Pengawasan rutin inspeksi lapangan ini dilakukan secara berkala berdasarkan tingkat risiko kegiatan usaha dengan ketentuan sebagai berikut :

  1. kegiatan usaha risiko rendah dan menengah rendah 1 (satu) kali dalam 1 (satu) tahun untuk setiap lokasi usaha
  2. kegiatan usaha risiko menangah tinggi dan tinggi dilaksanakan 2 (dua) kali dalam 1 (satu) tahun untuk setiap lokasi usaha.

Selain itu untuk memperketat pengawasan terhadap kegiatan usaha, PP 5/2021 juga mewajibkan pelaku usaha untuk membuat laporan kegiatan penanaman modal setiap 6 (enam) bulan dalam 1 (satu) tahun. Ketentuan kewajiban melapor kegiatan penanaman modal ini tidak berlaku bagi pelaku usaha kecil.

 

Ketentuan Transisi

Berlakunya PP 5/2021 mencabut ketentuan-ketentuan yang terdapat dalam PP 24/2018.

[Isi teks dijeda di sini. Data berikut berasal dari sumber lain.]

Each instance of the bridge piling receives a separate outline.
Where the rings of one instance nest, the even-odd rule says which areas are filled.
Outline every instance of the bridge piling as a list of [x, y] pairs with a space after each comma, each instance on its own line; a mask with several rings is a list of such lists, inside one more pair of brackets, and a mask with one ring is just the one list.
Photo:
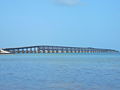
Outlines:
[[111, 49], [81, 48], [81, 47], [63, 47], [63, 46], [30, 46], [18, 48], [5, 48], [5, 51], [11, 53], [118, 53], [119, 51]]

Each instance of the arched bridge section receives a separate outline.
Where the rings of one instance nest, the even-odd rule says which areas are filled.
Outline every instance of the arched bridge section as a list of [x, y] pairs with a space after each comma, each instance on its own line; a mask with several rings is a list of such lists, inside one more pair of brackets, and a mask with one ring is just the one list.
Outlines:
[[17, 48], [4, 48], [3, 50], [13, 54], [18, 53], [117, 53], [112, 49], [65, 47], [65, 46], [29, 46]]

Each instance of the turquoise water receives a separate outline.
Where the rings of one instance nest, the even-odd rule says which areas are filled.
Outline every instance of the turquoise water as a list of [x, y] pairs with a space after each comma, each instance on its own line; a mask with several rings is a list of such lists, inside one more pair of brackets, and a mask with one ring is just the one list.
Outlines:
[[0, 90], [120, 90], [120, 55], [0, 55]]

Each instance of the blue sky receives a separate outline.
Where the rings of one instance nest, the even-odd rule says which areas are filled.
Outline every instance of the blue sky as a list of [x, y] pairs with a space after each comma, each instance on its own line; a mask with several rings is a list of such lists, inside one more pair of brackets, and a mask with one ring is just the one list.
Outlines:
[[0, 48], [62, 45], [120, 50], [120, 0], [0, 0]]

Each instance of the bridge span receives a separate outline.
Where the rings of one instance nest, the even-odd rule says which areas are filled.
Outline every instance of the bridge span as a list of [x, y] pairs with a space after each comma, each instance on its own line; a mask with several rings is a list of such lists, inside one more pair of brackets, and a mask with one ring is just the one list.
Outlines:
[[118, 53], [119, 51], [112, 49], [99, 48], [83, 48], [83, 47], [66, 47], [66, 46], [28, 46], [17, 48], [2, 48], [2, 50], [18, 54], [18, 53]]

Setiap pelaku usaha yang sudah mendapatkan izin usaha sebelum PP 5/2021 diundangkan tetap berlaku. Namun bagi pelaku usaha yang Perizinan Berusahanya belum berlaku efektif harus menyesuaikan ketetentuan yang diatur dalam PP 5/2021. Kepada pelaku usaha yang telah memperoleh hak akses pada Sistem OSS sebelum berlakunya PP 5/2021 diharapkan melakukan pembaharuan data untuk penyesuaian ketentuan PP 5/2021. Pelaksanaan Perizinan Berusaha Berbasis Risiko melalui Sistem OSS mulai berlaku efektif setidak-tidaknya pada bulan Juni.

 

DISCLAIMER

Setiap informasi dalam artikel ini disediakan untuk tujuan informasional saja dan tidak boleh dianggap sebagai nasihat hukum dalam materi hukum apapun. Anda tidak boleh bertindak berdasarkan konten apapun termasuk yang terdapat dalam informasi ini tanpa meminta nasihat hukum atau bantuan profesional lainnya.